Detesta bares de karaoke e, quando chega a sua vez, interpreta sempre a mesma música, mas fá-lo como ninguém:
I got a broken face
I got a
I got a broken face
Uh-hu, uh-hu, uh-hu, uh-hu, ooo
I got a broken face.
V., advogada, foi trabalhar com uma das pernas dos collants fora das calças, a saltitar como uma cauda; aconselharam-na a meter baixa. T., mecânico, incendiou o prédio onde morava porque pôs o almoço a fazer e saiu de casa para tomar café; encontra-se em prisão preventiva. S., recepcionista, deixou de almoçar fora de casa porque tem de passar toda a sua comida, obcecada com a ideia de que se vai engasgar e morrer. B., professor, escreveu, no trabalho do aluno, "premissão" e ninguém acreditou que ele soubesse perfeitamente como se escrevia "permissão"; foi despedido.

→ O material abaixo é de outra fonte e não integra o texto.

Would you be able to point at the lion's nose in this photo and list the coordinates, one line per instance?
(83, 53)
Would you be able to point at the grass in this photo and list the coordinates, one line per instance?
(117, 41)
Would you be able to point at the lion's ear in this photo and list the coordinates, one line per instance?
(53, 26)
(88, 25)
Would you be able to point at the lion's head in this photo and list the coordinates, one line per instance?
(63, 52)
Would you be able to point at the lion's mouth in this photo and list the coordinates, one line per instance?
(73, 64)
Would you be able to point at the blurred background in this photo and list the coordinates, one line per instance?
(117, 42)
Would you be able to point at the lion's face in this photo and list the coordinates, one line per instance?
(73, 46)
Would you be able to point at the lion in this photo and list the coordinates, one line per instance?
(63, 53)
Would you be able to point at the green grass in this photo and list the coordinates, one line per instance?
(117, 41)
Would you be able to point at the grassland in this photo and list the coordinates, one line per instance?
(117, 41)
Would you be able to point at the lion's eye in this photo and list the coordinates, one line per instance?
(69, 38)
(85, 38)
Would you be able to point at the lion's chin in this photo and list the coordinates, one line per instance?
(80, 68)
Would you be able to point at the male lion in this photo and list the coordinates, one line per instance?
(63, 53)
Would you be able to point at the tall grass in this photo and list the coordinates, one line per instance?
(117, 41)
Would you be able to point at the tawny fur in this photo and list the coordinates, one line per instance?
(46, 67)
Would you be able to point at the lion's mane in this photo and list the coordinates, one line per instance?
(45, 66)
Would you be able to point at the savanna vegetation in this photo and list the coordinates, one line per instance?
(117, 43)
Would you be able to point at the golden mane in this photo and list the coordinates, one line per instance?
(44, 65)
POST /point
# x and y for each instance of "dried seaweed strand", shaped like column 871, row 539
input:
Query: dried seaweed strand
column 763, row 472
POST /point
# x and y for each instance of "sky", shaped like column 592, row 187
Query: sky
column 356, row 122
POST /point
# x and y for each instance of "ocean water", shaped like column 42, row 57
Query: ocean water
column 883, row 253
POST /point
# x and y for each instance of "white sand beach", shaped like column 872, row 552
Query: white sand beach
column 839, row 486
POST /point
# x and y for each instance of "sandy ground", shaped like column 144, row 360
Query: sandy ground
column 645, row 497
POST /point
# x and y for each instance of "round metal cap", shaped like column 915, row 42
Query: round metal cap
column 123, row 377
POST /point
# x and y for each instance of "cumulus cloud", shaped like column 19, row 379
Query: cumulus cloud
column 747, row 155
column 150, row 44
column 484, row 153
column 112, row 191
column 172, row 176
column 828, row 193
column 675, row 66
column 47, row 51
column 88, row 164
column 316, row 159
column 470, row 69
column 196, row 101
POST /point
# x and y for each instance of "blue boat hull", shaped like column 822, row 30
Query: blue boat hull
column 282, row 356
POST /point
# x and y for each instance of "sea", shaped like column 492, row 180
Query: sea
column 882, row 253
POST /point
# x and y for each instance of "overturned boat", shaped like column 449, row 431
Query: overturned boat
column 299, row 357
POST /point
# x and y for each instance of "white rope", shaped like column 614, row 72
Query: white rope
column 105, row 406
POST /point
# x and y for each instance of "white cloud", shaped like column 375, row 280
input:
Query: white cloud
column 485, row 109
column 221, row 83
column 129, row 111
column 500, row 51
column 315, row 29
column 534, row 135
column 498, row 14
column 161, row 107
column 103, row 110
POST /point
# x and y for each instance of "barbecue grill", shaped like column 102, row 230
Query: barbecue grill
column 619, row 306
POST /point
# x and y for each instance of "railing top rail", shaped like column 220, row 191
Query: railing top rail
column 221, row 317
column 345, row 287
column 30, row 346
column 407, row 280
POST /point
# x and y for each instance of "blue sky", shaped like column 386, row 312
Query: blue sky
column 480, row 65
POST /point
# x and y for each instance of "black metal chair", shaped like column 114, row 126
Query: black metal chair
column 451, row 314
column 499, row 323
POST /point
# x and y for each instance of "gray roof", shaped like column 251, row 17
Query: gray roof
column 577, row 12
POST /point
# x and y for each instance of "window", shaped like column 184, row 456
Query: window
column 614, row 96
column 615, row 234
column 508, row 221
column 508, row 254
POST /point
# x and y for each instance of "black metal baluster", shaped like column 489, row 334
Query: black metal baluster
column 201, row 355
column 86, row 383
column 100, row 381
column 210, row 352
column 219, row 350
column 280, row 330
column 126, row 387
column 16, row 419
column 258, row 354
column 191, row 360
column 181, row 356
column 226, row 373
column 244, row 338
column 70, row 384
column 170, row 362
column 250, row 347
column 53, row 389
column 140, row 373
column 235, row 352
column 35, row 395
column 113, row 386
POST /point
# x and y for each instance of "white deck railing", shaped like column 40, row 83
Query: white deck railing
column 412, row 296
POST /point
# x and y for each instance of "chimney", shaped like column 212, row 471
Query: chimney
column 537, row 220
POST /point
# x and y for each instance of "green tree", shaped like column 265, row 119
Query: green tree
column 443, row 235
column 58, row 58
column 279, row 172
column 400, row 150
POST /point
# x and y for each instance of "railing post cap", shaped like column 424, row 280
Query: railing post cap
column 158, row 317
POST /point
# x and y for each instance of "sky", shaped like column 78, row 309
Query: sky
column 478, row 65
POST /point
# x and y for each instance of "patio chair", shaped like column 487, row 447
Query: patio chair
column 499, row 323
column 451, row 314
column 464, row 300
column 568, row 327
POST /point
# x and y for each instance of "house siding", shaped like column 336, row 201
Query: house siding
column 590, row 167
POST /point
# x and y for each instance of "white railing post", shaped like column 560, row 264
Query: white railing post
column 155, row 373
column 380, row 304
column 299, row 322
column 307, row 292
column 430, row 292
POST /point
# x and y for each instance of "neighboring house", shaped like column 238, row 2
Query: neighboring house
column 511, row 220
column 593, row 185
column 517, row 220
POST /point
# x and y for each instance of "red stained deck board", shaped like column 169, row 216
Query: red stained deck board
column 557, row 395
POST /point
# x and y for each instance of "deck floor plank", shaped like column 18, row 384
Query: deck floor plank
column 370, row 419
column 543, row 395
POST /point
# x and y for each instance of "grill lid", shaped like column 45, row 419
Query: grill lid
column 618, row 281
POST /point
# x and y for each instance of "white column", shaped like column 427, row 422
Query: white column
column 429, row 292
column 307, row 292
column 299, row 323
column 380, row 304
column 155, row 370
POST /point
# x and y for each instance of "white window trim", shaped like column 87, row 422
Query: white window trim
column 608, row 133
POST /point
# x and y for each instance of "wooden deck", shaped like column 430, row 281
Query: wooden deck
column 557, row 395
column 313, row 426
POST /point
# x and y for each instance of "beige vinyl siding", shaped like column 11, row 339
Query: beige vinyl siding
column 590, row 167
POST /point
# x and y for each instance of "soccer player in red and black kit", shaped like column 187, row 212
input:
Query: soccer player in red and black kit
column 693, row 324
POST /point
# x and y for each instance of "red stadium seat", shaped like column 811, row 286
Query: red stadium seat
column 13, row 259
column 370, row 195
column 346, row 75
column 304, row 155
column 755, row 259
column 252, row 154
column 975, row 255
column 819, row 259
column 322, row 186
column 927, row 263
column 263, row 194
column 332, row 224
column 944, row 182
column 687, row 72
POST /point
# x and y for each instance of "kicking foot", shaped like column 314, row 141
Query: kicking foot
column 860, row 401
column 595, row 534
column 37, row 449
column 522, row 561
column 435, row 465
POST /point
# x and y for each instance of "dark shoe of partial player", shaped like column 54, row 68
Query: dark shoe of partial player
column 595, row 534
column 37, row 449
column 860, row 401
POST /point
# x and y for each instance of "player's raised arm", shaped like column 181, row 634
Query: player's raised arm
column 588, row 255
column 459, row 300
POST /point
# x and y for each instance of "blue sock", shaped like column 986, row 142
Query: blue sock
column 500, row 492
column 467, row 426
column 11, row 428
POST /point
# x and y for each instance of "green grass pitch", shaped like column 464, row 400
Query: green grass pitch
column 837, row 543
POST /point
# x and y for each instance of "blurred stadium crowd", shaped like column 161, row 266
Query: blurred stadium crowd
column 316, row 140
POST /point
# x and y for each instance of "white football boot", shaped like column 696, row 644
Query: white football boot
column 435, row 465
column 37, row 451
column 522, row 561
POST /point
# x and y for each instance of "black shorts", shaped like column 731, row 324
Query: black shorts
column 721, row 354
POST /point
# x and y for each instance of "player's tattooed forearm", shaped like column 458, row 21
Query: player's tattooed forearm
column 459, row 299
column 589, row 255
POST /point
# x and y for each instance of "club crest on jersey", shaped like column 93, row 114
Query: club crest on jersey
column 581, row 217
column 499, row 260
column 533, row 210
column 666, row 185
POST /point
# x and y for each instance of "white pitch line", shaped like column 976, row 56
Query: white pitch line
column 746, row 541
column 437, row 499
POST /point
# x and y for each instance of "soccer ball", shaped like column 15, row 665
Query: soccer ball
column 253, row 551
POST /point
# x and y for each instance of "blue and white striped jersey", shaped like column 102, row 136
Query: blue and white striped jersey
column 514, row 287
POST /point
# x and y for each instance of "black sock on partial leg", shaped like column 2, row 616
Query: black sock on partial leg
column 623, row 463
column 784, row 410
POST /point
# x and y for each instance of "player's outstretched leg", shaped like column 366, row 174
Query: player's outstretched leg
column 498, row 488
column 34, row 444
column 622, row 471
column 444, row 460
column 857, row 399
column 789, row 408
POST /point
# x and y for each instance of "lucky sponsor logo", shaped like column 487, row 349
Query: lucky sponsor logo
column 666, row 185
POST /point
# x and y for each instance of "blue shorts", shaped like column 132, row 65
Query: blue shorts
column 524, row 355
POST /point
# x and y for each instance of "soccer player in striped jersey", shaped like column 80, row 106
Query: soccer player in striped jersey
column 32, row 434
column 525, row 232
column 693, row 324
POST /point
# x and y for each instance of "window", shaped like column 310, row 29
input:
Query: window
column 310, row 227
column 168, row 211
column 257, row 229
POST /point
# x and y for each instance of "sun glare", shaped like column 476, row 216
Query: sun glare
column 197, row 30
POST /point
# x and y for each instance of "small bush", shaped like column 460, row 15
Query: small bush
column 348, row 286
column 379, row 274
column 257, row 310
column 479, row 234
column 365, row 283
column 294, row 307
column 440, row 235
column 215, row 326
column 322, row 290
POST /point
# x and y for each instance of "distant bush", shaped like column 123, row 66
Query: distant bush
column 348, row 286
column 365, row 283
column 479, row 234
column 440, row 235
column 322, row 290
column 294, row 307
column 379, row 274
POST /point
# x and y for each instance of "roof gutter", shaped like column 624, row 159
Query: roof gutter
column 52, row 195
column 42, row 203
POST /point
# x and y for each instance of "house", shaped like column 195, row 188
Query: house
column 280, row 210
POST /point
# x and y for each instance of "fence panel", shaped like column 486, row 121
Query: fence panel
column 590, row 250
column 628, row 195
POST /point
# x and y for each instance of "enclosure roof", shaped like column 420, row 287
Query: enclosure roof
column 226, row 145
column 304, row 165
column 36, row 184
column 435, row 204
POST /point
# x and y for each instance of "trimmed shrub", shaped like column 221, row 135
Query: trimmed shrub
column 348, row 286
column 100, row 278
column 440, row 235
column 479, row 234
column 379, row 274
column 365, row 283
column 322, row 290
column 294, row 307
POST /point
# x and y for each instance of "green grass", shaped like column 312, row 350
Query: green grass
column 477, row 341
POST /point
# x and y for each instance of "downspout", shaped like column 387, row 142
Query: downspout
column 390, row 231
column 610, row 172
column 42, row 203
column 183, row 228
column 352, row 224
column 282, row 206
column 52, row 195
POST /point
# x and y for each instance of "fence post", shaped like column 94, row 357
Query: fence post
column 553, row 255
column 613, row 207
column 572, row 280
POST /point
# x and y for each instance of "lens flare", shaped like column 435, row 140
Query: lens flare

Natura potentior ars, escreveu Tiziano, em tantos prédios da cidade quantos pôde, durante a noite, e, de manhã, só se contava que Eva correu por entre as macieiras / e todas as flores nasceram da terra. As pessoas reconhecem a verdade quando a encontram.
Estando-se emparedado, deve ser muito difícil suspirar, pensou.
Dividiu a folha ao meio com um traço vertical. De um lado registou o que já tinha tido e já não tinha, do outro o que tinha agora; em ambas as colunas factos e pessoas listadas pela sua ordem de importância. Sublinhou duas ou três coisas que já tivera e que agora lhe faziam muita falta. Com umas setas, conjugou as de uma coluna com as da outra, inverteu pesos e proporções... De nada adiantava, as do passado continuavam a ganhar às do presente, que futuro pode um homem ter, assim?
Juntara-se pouco correio na caixa: duas ou três cartas do banco e uma conta. Olhou à sua volta e achando-se completamente sozinho, introduziu com dificuldade a mão fina e comprida nas caixas dos vizinhos e retirou uma ou duas cartas das caixas de cada um deles. O correio avolumou-se na sua caixa, olhou-a com satisfação e saiu do prédio.
O café, outra vez, a espuma na colher, o sol a passar devagar pela mesa ao ritmo da tarde, como num filme.
Recomeçava tudo como se fosse a primeira vez: os bons dias aos conhecidos, entretanto esquecidos e por isso perdoados, as boas tardes aos inimigos, entretanto perdoados e por isso esquecidos, as boas noites ao peixinho-nenúfar cada vez mais verde e mais nenúfar no seu pensamento.
Quando todos regressavam de fora, ele regressava de dentro, como quem sai do útero, novinho em folha, mas sabendo já umas quantas coisas; enfim, o desejo de qualquer um.
Quando Abril chegava, todas as pessoas da sua rua iam para fora, descansar. Ele ia para dentro.